The Norwegian Church Issues Sincere Apology to LGBTQ+ Community for ‘Shame, Great Harm and Pain’

Against deep red curtains at one of Oslo’s most prominent LGBTQ+ spaces, the Norwegian Lutheran Church issued a formal apology for discrimination and harm perpetrated over the years.

“The church in Norway has brought LGBTQ+ people shame, great harm and pain,” the presiding bishop, Olav Fykse Tveit, declared during a Thursday event. “This ought not to have occurred and which is the reason I apologise today.”

The “discrimination, unequal treatment and harassment” had caused a loss of faith for some, Tveit acknowledged. A worship service at Oslo's main cathedral was scheduled to take place after his statement.

The statement of regret was delivered at the London Pub, a bar that was one of two involved in the 2022 violent incident that resulted in two deaths and injured nine people severely throughout the Oslo Pride festivities. A Norwegian citizen originally from Iran, who expressed support for ISIS, was given a prison term to at least 30 years in prison for the murders.

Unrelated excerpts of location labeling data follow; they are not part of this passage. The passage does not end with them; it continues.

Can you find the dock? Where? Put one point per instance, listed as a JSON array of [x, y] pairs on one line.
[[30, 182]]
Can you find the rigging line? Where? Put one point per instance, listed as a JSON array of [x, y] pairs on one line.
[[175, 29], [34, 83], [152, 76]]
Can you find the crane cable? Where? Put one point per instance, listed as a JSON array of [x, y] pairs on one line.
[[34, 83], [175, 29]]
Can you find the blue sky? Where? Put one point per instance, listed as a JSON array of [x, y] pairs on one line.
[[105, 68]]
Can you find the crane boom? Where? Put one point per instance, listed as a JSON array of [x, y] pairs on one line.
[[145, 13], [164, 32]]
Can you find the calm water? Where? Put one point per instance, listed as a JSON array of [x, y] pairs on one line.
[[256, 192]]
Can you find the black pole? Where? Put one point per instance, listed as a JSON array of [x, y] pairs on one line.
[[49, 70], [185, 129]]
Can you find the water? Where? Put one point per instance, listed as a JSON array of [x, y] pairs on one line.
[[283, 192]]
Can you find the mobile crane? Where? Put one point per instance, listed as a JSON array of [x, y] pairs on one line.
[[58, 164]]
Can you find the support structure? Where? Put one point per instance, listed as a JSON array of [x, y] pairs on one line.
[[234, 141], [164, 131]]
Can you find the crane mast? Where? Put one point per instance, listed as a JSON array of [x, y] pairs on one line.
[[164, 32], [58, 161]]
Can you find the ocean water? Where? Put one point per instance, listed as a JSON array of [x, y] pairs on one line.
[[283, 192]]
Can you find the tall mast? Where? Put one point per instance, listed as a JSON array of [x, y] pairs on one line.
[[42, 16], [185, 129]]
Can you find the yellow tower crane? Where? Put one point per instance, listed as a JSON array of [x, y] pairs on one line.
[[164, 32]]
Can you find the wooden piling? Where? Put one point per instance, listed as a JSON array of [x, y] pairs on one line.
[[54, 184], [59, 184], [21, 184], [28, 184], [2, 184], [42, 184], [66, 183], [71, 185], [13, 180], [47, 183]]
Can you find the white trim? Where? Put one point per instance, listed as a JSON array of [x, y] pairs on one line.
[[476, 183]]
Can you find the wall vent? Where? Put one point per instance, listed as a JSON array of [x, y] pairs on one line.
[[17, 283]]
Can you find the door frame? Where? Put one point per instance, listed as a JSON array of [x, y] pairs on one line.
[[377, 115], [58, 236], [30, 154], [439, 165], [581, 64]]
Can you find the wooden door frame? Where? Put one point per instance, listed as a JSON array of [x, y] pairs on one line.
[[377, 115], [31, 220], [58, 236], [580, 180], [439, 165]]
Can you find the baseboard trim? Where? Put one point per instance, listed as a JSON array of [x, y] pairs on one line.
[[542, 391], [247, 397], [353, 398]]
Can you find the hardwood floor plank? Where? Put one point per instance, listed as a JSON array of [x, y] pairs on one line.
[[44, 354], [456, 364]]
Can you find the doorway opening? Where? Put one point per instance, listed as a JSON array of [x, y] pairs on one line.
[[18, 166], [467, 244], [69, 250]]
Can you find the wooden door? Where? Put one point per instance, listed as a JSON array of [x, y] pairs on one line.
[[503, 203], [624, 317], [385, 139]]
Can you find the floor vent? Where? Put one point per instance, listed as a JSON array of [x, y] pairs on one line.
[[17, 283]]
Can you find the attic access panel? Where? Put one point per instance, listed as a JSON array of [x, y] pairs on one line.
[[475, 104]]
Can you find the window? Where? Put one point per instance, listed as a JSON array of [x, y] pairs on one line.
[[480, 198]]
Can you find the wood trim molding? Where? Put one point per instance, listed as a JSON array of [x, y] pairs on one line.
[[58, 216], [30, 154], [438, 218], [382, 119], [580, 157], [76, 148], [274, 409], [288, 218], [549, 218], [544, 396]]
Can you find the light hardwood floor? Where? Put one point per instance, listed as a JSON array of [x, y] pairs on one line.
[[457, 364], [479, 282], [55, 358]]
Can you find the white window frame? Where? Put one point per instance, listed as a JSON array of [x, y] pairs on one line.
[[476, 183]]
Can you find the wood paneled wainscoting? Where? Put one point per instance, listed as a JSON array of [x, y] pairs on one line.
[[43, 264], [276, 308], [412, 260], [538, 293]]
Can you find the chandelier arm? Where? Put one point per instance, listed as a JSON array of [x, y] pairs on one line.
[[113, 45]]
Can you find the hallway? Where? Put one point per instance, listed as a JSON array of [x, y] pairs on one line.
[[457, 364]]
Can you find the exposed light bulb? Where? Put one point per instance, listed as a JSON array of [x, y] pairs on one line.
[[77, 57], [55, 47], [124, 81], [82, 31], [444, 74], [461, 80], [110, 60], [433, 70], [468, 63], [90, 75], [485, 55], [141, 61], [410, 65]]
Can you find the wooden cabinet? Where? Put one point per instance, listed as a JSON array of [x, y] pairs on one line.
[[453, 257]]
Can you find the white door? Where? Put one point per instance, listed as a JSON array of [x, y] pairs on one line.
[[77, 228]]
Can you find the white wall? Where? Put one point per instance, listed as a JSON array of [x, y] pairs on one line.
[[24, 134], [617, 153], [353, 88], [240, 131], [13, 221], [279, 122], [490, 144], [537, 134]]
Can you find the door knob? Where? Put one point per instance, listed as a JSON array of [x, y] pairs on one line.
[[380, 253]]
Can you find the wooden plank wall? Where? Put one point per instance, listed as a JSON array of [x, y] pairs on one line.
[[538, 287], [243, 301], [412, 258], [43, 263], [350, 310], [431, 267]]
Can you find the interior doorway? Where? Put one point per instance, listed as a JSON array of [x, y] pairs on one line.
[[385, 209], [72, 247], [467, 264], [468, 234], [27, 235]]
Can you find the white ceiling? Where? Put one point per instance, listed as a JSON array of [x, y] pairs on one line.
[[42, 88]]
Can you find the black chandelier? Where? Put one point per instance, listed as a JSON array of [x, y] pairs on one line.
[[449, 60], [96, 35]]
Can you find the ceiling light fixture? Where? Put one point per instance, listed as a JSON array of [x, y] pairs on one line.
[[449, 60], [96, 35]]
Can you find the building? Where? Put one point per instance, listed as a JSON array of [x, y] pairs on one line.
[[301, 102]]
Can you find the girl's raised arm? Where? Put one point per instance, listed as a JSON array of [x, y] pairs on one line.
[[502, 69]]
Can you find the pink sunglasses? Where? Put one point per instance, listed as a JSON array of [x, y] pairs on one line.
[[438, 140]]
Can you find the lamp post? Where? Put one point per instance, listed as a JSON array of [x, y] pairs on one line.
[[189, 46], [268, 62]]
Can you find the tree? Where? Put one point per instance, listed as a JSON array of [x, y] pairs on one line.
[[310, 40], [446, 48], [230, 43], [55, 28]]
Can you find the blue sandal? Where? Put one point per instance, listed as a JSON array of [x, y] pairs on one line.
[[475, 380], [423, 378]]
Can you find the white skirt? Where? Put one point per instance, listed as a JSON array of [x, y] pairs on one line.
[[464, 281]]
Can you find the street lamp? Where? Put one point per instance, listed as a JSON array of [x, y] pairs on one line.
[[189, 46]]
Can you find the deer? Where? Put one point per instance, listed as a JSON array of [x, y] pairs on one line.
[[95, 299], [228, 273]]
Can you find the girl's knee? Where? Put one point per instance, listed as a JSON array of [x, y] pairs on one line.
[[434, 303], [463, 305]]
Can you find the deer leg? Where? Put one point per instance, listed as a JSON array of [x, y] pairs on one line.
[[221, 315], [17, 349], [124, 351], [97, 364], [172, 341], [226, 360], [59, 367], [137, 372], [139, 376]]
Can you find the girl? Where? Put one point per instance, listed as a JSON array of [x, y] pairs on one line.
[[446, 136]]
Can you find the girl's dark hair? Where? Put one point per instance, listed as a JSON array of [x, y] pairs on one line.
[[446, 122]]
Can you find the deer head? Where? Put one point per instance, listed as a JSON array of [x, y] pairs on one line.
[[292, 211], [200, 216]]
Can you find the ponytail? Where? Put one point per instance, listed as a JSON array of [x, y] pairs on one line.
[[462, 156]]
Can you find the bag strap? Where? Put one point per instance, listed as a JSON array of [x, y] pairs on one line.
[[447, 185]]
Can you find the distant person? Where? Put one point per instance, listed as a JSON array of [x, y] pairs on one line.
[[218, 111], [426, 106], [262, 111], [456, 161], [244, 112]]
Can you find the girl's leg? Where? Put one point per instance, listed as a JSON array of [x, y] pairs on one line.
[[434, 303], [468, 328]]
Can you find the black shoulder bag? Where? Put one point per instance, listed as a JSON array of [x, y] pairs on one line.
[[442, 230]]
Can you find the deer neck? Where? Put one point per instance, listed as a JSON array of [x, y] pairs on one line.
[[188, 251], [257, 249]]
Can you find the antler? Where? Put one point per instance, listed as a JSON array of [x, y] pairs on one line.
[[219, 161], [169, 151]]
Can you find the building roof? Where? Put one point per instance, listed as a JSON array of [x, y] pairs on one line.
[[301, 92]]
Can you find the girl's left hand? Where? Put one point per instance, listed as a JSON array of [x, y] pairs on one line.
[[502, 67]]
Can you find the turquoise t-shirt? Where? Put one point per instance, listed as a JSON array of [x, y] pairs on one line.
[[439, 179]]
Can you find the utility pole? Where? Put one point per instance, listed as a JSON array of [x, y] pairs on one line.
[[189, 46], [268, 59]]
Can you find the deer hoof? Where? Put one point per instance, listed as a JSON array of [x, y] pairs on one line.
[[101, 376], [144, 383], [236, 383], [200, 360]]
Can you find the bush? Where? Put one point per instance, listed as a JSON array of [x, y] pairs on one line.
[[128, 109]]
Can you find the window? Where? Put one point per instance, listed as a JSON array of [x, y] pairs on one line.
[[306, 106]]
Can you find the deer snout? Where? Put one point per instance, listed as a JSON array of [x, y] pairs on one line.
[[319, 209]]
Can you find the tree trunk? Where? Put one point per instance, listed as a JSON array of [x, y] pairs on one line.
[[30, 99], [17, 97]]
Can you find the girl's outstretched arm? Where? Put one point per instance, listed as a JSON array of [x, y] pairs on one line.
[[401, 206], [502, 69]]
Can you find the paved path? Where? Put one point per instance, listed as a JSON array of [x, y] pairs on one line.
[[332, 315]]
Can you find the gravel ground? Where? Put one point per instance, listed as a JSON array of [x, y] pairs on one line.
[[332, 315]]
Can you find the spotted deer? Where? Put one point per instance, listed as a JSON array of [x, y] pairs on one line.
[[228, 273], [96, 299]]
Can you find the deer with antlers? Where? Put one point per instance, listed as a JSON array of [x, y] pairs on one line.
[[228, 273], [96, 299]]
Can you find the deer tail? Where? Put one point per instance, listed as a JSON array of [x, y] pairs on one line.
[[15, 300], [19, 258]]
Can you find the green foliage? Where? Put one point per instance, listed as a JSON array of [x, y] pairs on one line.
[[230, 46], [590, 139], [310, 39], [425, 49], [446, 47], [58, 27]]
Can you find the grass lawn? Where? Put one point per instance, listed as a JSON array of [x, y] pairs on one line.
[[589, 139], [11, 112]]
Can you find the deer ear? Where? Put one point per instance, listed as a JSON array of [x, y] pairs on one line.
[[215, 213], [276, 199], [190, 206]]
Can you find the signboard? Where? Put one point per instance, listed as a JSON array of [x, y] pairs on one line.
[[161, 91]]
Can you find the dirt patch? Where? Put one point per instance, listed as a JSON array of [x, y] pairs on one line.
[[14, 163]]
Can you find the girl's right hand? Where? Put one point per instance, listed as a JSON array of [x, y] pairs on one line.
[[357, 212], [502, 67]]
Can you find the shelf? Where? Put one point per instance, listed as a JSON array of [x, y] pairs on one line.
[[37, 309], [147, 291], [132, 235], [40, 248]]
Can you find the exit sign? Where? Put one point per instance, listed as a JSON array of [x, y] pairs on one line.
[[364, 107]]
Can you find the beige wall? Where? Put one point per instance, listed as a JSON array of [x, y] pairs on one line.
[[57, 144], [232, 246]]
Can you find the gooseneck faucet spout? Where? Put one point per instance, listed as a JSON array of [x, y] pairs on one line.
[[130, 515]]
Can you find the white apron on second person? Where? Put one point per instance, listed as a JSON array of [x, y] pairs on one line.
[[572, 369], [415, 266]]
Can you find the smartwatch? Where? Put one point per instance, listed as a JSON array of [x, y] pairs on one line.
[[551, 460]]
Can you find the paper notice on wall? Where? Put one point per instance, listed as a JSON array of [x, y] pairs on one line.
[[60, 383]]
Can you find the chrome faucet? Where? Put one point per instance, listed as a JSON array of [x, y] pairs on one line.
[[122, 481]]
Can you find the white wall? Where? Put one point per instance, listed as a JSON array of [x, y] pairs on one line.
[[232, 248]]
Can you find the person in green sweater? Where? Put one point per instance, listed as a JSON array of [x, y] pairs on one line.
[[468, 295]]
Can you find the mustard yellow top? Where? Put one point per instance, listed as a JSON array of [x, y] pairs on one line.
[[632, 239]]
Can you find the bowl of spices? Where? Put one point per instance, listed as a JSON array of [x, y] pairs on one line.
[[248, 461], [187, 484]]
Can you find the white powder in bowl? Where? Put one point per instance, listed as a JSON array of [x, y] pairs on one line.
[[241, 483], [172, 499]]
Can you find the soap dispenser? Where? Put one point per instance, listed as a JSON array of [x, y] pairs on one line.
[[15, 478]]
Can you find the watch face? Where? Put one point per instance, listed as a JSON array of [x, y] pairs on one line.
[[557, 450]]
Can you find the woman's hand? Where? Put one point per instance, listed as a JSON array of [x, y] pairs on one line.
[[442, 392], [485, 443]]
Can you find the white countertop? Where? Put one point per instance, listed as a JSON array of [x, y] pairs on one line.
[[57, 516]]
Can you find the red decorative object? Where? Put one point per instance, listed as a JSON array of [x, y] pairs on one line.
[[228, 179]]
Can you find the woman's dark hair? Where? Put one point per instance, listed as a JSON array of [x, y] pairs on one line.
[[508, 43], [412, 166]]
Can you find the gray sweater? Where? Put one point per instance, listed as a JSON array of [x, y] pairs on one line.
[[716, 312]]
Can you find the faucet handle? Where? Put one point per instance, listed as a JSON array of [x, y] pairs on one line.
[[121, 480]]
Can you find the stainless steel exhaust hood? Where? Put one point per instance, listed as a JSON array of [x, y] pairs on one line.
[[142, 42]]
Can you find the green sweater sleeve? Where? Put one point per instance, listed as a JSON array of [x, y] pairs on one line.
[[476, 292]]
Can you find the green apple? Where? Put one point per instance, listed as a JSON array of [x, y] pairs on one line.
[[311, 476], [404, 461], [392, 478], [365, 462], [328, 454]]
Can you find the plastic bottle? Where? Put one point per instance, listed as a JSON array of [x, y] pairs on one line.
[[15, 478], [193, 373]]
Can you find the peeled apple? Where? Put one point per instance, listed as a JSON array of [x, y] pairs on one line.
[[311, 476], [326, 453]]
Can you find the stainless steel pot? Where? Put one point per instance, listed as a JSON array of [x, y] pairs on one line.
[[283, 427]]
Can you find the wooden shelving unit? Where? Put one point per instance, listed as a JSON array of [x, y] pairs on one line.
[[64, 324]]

Like many religions around the world, Norway's church – a Protestant Lutheran denomination that is Norway’s largest faith community – had long marginalised LGBTQ+ people, denying them the opportunity to become pastors or to marry in church. In the 1950s, church leaders characterized LGBTQ+ persons as a “social danger of global proportions”.

However, as Norway's society grew more liberal, becoming the second in the world to allow same-sex registered partnerships during 1993 and during 2009 the first in Scandinavia to approve gay marriage, the church slowly followed.

In 2007, the Church of Norway commenced the ordination of LGBTQ+ clergy, and gay and lesbian couples could get married in religious ceremonies starting in 2017. During 2023, Tveit joined in the Pride march in Oslo in what was noted as a historic moment for the religious institution.

The apology on Thursday elicited a mixed reaction. The director of a group of Christian lesbians in Norway, Hanne Marie Pedersen-Eriksen, herself a gay pastor, called it “an important reparation” and an occasion that “signaled the conclusion of a dark chapter in the history of the church”.

For Stephen Adom, the director of Norway’s Association for Gender and Sexual Diversity, the statement was “powerful and significant” but arrived “overdue for individuals who lost their lives to AIDS … with hearts filled with anguish as the church regarded the disease to be God’s punishment”.

Worldwide, a few churches have tried to offer apologies for their past behavior regarding LGBTQ+ individuals. During 2023, England's church expressed regret for what it characterized as its “shameful” treatment, although it still declines to permit gay marriages in religious settings.

Similarly, the Methodist Church in Ireland the previous year issued an apology for “inadequate pastoral assistance and care” to LGBTQ+ people and their families, but remained staunch in the view that marriage could only be a union between a man and a woman.

Earlier this year, Canada's United Church delivered a statement of regret to two spirit and LGBTQIA+ communities, describing it as a renewed commitment of the church’s “commitment to radical hospitality and full inclusion” in every part of the church's activities.

“We have failed to rejoice and take pleasure in the wonderful diversity of creation,” Michael Blair, the church's general secretary, said. “We have hurt individuals in place of fostering completeness. We express our regret.”

Benjamin Pope
Benjamin Pope

A tech strategist with over a decade of experience in digital innovation and startup ecosystems across Europe.